Saturday, July 21, 2018

Delhi Gate, Arcot, Vellore

Delhi Gate, Arcot, Vellore
Delhi Gate is part of the fortification of Arcot, a town which is located on the banks of Palar river in Vellore District of Tamil Nadu. The gate was part of a fort built by Mughal governor, Daud Khan Panni, in the first half of the 18th century. It was the site of a memorable defense made by Robert Clive during the Siege of Arcot.

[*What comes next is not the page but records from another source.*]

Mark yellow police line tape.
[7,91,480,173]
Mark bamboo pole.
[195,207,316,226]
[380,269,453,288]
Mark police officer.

Historically, the region had been the site of number of battles. This prompted the construction of the fortress around Arcot. The area was captured by a Mughal Nawab of Karnataka from the Marathas. Daud Khan Panni was made governor by Zulfikhar Ali Khan (Aurangzeb's general) in 1698. In the year 1710, Mohammed Sayyid was the last Mughal governor who was appointed as Nawab of Carnatic with the title Saadatullah Khan I and moved his capital from Gingee to Arcot.

The prolonged disputes between the different dynasties fighting for the control of Arcot led to the arrival of the British and the French. However, the battle between British and French forces was only for control of south India. Chanda Sahib was the son-in-law of the Nawab of Carnatic, Dost Ali Khan (he was the Nawab till 1740 CE). Sahib also served as a Diwan under the latter. After few years, he conspired against the then Nawab of Carnatic, Anwaruddin Muhammed Khan. At the same time (in 1748 CE), the Nizam of Hyderabad, Asaf Jah I died.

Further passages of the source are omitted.